Annotation Mapping

Only available for users having an account on MicroScope.

Provides label (i.e, locus_tag) correspondences between a new version of the genome being annotated/analysed (progression of the sequencing step) and the old one(s).

Report Methods

At the moment the report is performed with these objects:

  • CDS

  • fCDS

  • tRNA

  • rRNA

  • misc_RNA

  • tmRNA

  • ncRNA

  • IS

  • misc_feature

  • promoter

In order to report the annotation from the previous version of the sequence to the updated one, we perform several BLAST analyses:

../../_images/WF_report1.png

CDS mapping:

  • 1- We use BLASTp between all the CDS automatically found in both sequences by the MicroScope annotation pipeline. We make a correspondence using the filter (pos>=100 and lrap=1) for the genes with the same length (AA) with Bidirectional Best Hits.

  • 2- We perform a tBLASTn using genes which have been validated (annotated) or manually created by the user on the previous version of the sequence (if these genes have not passed the first BLAST filter) on the new sequence. We make a correspondence using the filter (pos>=100) for the genes with the same length (nucleic).

../../_images/WF_report2.png

Other Object mapping: All other object types (tRNA, rRNA, misc_RNA, tmRNA, ncRNA, IS, misc_feature, promoter) are computed using BLASTn.

  • 1- We use BLASTn between all the validated (annotated) RNAs in the previous version of the sequence and all the MicroScope predicted RNA on the new sequence version. We make a correspondence using the filter (pos>=100 and lrap=1).

  • 2- An another BLASTn is performed using the IS, misc_feature, promoter and RNA validated in the previous sequence (the RNA with no hit during the last BLAST) against the current sequence.
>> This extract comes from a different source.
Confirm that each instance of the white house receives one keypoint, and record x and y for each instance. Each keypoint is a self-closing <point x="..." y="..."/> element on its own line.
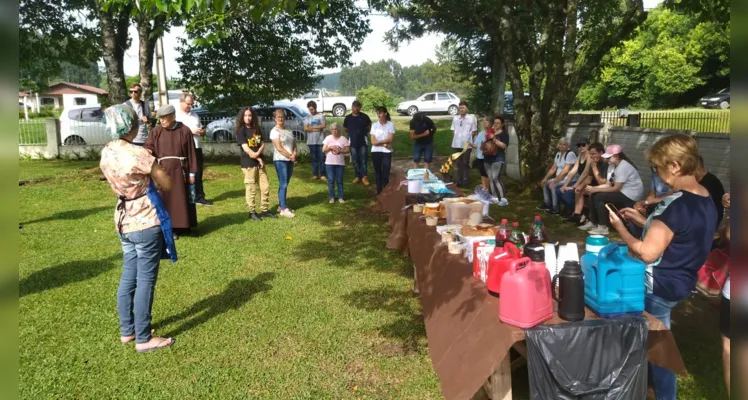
<point x="66" y="94"/>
We artificially increase the object size to have a better specificity, and we make a correspondence using the filter (pos>=100 and lrap=1) on the enlarge version.

Manually report

In few cases, the correspondences may not have been established automatically between the previous and the current version.

It can be caused by several types of issues when we try to make the correspondences:

  • Ambiguous mapping: Two (or more) genes/objects have the same stop codon but the identity between them is not good enough to report the annotation (the start codon is different). You have to check if the genes/objects are the same and decide to report the annotation or not, adjust the start or not …

  • multiple mapping on object: Several objects on the old sequence matched the same genomic object on the new sequence. It happens if the objects are identical (same best BLAST possible match), you then have to chose which annotation to transfer to the object on the new sequence (most of the time, it correspond to duplicate genes on the previous sequence ie: transposase).

  • Multiple mapping on position: Several objects on the old sequence matched the same coordinates on the new sequence (with no object predicted on these coordinates on the new sequence). If needed, you have to create the object on the new sequence then copy the annotation you wish to transfer…

  • Area too fragmented: The considered objects are too close to contig edges to perform the BLAST analysis with enough specificity.

  • No mapping: no significant hit on the new sequence.

In order to solve these cases, you have to manually check these CDS/objects using specific informations given in the different results tables and the gene information window.